I dreamt of Channing’s mother when I was stressed about my job. The part I remembered most vividly was standing in my aunt’s bedroom in her house as she handed me a book and said I should remember what it felt like to be a child. That was the key. “They’re more like you than it seems at first. Everyone is really more alike than different. Teach second-grader Dahee.” I looked down at the book she’d handed me and woke up.
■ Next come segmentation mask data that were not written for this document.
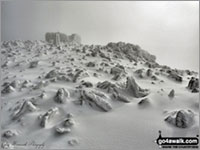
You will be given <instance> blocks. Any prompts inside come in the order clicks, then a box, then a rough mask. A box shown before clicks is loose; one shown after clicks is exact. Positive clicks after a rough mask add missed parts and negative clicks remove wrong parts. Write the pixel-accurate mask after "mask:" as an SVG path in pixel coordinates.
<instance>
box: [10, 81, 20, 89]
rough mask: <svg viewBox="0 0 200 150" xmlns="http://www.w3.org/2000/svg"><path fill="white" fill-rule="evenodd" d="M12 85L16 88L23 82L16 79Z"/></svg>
mask: <svg viewBox="0 0 200 150" xmlns="http://www.w3.org/2000/svg"><path fill="white" fill-rule="evenodd" d="M10 85H11V86H12V87H14V88H19V87H20V85H21V82H20V81H19V80H14V81H13V82H11V83H10Z"/></svg>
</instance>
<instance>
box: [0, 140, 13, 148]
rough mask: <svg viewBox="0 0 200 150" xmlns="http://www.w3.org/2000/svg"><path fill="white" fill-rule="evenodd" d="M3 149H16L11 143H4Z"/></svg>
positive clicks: (3, 144)
mask: <svg viewBox="0 0 200 150" xmlns="http://www.w3.org/2000/svg"><path fill="white" fill-rule="evenodd" d="M1 147H2V148H3V149H14V146H13V145H12V144H11V143H9V142H2V144H1Z"/></svg>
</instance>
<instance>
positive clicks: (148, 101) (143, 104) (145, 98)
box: [138, 98, 150, 106]
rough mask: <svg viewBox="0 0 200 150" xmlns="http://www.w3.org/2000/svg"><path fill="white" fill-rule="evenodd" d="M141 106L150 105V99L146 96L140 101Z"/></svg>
mask: <svg viewBox="0 0 200 150" xmlns="http://www.w3.org/2000/svg"><path fill="white" fill-rule="evenodd" d="M138 105H139V106H148V105H150V102H149V99H148V98H144V99H142V100H141V101H139V102H138Z"/></svg>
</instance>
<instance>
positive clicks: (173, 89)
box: [168, 89, 175, 98]
mask: <svg viewBox="0 0 200 150" xmlns="http://www.w3.org/2000/svg"><path fill="white" fill-rule="evenodd" d="M174 95H175V91H174V89H172V90H171V91H170V92H169V95H168V96H169V97H170V98H173V97H174Z"/></svg>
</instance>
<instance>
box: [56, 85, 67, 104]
mask: <svg viewBox="0 0 200 150" xmlns="http://www.w3.org/2000/svg"><path fill="white" fill-rule="evenodd" d="M69 96H70V94H69V92H68V91H67V90H65V89H64V88H60V89H58V91H57V93H56V96H55V98H54V100H55V101H56V102H58V103H65V102H66V98H68V97H69Z"/></svg>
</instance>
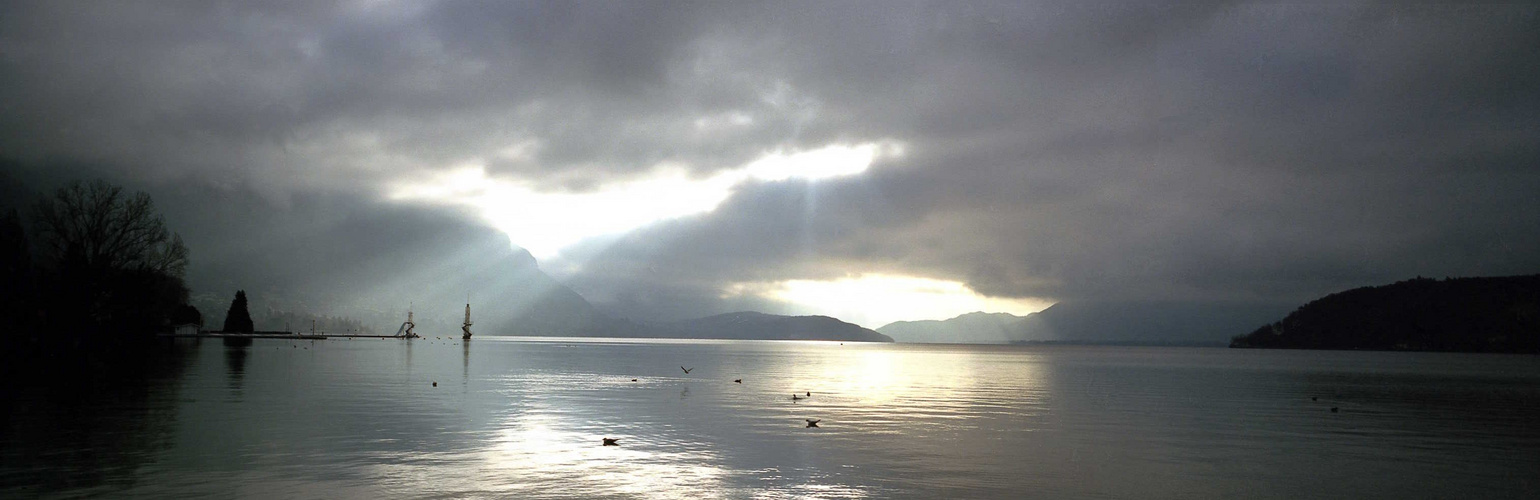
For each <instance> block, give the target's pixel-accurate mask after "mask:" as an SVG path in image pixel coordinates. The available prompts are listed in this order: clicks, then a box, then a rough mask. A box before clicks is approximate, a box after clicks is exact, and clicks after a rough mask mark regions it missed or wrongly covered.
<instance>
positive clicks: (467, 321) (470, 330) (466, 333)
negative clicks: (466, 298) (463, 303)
mask: <svg viewBox="0 0 1540 500" xmlns="http://www.w3.org/2000/svg"><path fill="white" fill-rule="evenodd" d="M460 331H464V332H465V335H464V337H460V338H462V340H471V303H470V302H467V303H465V325H460Z"/></svg>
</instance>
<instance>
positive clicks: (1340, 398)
mask: <svg viewBox="0 0 1540 500" xmlns="http://www.w3.org/2000/svg"><path fill="white" fill-rule="evenodd" d="M183 348H185V351H186V355H185V357H183V358H182V360H180V362H179V363H180V365H179V366H176V368H174V369H166V371H163V372H160V374H157V375H148V377H146V378H143V380H122V382H119V383H97V385H92V386H91V388H74V389H71V391H60V389H43V388H42V386H37V385H34V383H28V382H17V380H12V382H8V383H12V385H22V386H23V389H22V391H20V392H18V394H20V395H14V397H12V400H11V402H6V403H5V405H6V408H5V414H6V415H5V422H3V423H5V434H3V435H0V460H3V462H0V497H6V498H12V497H82V495H100V497H114V498H120V497H128V498H132V497H191V495H202V497H219V498H240V497H253V498H268V497H285V498H405V497H439V498H454V497H517V498H539V497H562V498H598V497H613V498H719V497H721V498H895V497H915V498H942V497H955V498H1540V357H1520V355H1461V354H1404V352H1301V351H1235V349H1203V348H1069V346H924V345H858V343H847V345H839V343H798V342H619V340H616V342H591V340H565V338H547V340H510V338H476V340H473V342H470V343H468V345H467V343H460V342H459V340H431V338H428V340H417V342H402V340H328V342H285V340H257V342H256V343H254V345H251V346H248V348H226V346H223V345H222V343H220V342H217V340H214V342H208V340H205V342H202V345H186V346H183ZM681 365H684V366H688V368H693V371H691V372H690V374H685V372H684V371H681V369H679V366H681ZM631 378H636V380H634V382H633V380H631ZM733 378H742V383H741V385H739V383H733ZM434 382H436V383H437V386H433V383H434ZM31 386H37V388H34V389H26V388H31ZM793 392H798V394H805V392H812V397H808V398H804V400H792V394H793ZM1312 397H1315V398H1318V400H1312ZM1334 406H1335V408H1340V409H1338V412H1331V408H1334ZM804 418H821V426H819V428H816V429H810V428H805V423H804ZM602 437H616V438H619V440H621V442H619V443H621V445H622V446H601V438H602Z"/></svg>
Thinking of her filled my heart with a heaviness I couldn’t bear in that moment, so I got up and went inside. I wanted, suddenly, to read a good book. I went in search, but all the Ahns had were cookbooks. On Channing’s laptop, the Kovikiflix app flashed when I touched the screen showing she was on episode six of the Chunhyang series. I flipped through to see if another show appealed to me. Nothing did. I closed Channing’s laptop and told myself I was ridiculous for looking for ways to kill time. I was sure Channing could manage the boys now, especially with Minjae’s help. They’d figure out how to deal with Kent together. When you have a boyfriend, a real relationship, other interested parties gave up, didn’t they?
Harabeoji and I would figure out what time we’d leave East End. Thinking of going to New York reminded me to check my school’s computer app. With a large teaching and administration staff of a New York City public school, people commented often and regularly, so I’d turned off the notification alerts. As expected, there was nothing urgent when I popped on, just a series of messages from my principal and assistant principal asking the staff when they’d be decorating their rooms. There was an informational session tomorrow for new faculty not relevant to me. I wrote in a separate private message to the principal that I would be back soon. Thursday at the latest. In my mind I imagined that Harabeoji and I would leave tomorrow or early on Wednesday.
After an hour, Harabeoji called with details about the meeting at the bakery. He couldn’t ask them directly, but he said he put it out there that young people like to arrange their own relationships. He said that Channing had expressed no interest in marriage at this time.
“Mrs. Ku, whom you met at the beach club, told me that Kent is an outstanding man, her words. She’s been advising him for years—knows him best. I told her privately that Channing is not interested in Kent. So Mrs. Ku’s going to talk to him. I think it’s all going to be fine. She wasn’t happy with Channing as a choice, she apologized for saying that, but she says it’s obvious without a mother, she isn’t going to be approved by Kent’sparents. And the reputation of Channing’s father had reached Koreans in Seoul, and no one appreciated his battle with alcohol.”
“That’s not fair for his parents to reject her because her mother died,” I said, even as I was glad Kent would have another reason to back off.
“It seems as if he had his mind set on Channing from seeing her in Boston,” Harabeoji said.